Though only a decision of the Prothonotary, patent and trademark agents should be aware of the decision and govern themselves accordingly. 

Licensees should always keep in mind that their obligations to their clients regarding all information is governed by the Code of Professional Conduct provision on Confidentiality: 

  1. An agent must hold in strict confidence all information concerning the business and affairs of the client acquired in the course of the professional relationship and must not disclose such information unless the disclosure is expressly or impliedly authorized by the client, required by law or by order of a court or otherwise permitted or required by this Code. 

In response to Janssen, some would say assessment of infringement (as well as patent validity) must be a matter relating to protection of an invention, and therefore the decision is incorrect. Others would say clients do not wish for an infringement analysis to be undertaken; so, this is not an intrinsic part of protection and on the facts, the decision is correct. 

Not until this issue is reviewed by the Court at a higher level will these issues get fully addressed. 

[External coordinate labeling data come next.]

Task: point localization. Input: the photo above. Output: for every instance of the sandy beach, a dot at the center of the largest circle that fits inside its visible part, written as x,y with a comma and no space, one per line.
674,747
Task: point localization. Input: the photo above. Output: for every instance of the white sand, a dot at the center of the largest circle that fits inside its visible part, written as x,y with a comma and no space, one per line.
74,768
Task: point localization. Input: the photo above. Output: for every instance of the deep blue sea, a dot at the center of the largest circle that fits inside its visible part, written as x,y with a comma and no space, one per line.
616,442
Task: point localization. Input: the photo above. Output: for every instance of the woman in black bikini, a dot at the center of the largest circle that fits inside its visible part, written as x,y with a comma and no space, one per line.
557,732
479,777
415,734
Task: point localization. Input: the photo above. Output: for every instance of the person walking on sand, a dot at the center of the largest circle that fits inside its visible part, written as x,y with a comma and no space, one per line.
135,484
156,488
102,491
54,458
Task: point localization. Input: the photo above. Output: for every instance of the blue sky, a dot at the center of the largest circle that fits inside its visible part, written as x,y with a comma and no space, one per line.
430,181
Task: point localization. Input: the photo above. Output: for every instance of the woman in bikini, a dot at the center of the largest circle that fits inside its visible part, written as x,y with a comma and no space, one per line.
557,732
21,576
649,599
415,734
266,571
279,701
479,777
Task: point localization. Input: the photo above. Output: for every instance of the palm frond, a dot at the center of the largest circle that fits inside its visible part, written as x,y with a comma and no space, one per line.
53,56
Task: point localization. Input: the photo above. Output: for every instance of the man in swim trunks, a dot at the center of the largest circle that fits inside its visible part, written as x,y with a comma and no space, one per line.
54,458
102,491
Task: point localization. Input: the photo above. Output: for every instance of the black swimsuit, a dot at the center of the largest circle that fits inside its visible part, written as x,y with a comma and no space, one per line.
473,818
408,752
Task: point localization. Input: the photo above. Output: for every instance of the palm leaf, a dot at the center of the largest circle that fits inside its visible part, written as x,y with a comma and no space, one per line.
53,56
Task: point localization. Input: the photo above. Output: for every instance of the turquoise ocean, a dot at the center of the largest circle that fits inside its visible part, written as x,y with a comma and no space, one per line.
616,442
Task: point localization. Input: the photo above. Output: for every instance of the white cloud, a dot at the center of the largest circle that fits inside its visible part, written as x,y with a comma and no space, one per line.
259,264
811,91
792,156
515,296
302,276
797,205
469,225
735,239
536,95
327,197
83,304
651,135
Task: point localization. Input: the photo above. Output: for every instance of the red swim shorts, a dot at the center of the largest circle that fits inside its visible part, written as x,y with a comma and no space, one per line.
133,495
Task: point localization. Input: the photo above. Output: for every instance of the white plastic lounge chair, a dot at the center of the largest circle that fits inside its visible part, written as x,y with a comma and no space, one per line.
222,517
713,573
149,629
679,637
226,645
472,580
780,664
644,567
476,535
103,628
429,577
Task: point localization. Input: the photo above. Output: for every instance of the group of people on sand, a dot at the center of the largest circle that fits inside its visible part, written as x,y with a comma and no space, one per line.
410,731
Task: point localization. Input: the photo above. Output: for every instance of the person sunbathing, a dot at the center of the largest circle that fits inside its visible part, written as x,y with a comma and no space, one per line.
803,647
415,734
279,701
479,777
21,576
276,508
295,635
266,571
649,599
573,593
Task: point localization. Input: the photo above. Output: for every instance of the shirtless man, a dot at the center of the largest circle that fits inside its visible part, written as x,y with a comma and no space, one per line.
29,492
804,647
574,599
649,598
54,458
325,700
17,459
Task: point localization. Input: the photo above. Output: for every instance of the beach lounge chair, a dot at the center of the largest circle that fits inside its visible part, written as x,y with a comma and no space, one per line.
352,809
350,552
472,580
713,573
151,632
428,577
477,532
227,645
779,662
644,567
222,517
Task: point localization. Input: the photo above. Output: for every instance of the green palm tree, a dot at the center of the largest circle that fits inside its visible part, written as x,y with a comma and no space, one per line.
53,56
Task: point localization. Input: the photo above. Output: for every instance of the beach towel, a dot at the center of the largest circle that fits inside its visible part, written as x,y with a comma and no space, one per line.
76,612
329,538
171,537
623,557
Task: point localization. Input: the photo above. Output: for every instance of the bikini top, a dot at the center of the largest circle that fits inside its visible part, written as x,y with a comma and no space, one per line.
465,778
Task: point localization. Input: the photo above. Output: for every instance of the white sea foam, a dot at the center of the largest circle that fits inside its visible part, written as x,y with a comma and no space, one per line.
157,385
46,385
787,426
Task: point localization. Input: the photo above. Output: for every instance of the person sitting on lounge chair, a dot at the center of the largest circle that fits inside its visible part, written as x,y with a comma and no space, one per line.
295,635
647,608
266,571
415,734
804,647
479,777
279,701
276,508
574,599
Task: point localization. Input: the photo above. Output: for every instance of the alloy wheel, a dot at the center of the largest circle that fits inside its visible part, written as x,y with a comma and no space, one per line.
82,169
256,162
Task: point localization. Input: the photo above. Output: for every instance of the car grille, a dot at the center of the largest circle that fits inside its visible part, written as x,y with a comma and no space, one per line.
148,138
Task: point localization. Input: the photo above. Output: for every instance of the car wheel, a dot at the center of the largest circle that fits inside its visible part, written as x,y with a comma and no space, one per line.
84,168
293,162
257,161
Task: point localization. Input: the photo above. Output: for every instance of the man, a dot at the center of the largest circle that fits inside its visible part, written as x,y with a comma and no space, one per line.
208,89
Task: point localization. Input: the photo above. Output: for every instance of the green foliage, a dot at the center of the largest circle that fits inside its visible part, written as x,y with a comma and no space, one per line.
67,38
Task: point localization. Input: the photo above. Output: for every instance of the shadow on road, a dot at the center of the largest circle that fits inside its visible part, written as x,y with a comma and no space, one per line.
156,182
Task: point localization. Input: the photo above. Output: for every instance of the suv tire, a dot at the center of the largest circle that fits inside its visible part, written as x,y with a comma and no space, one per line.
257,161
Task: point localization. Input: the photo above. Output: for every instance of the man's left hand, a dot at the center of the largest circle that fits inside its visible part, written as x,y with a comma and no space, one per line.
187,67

In the meantime, the decision appears to create some unfortunate distinctions between agents who are lawyers and those who are not. Clients of the former have the benefit of lawyer-client privilege, which is broader than the scope afforded agent-client privilege in this decision. Non-lawyer agents must consider this when engaging with clients in matters that are beyond the scope of ‘any matter relating to the protection of an invention’. If their advice or communication falls outside the analysis in this decision, they may have to advise clients there may not be privilege associated with the communications and give the client an option to involve a lawyer in the advice-giving process to ensure the communications are fully protected.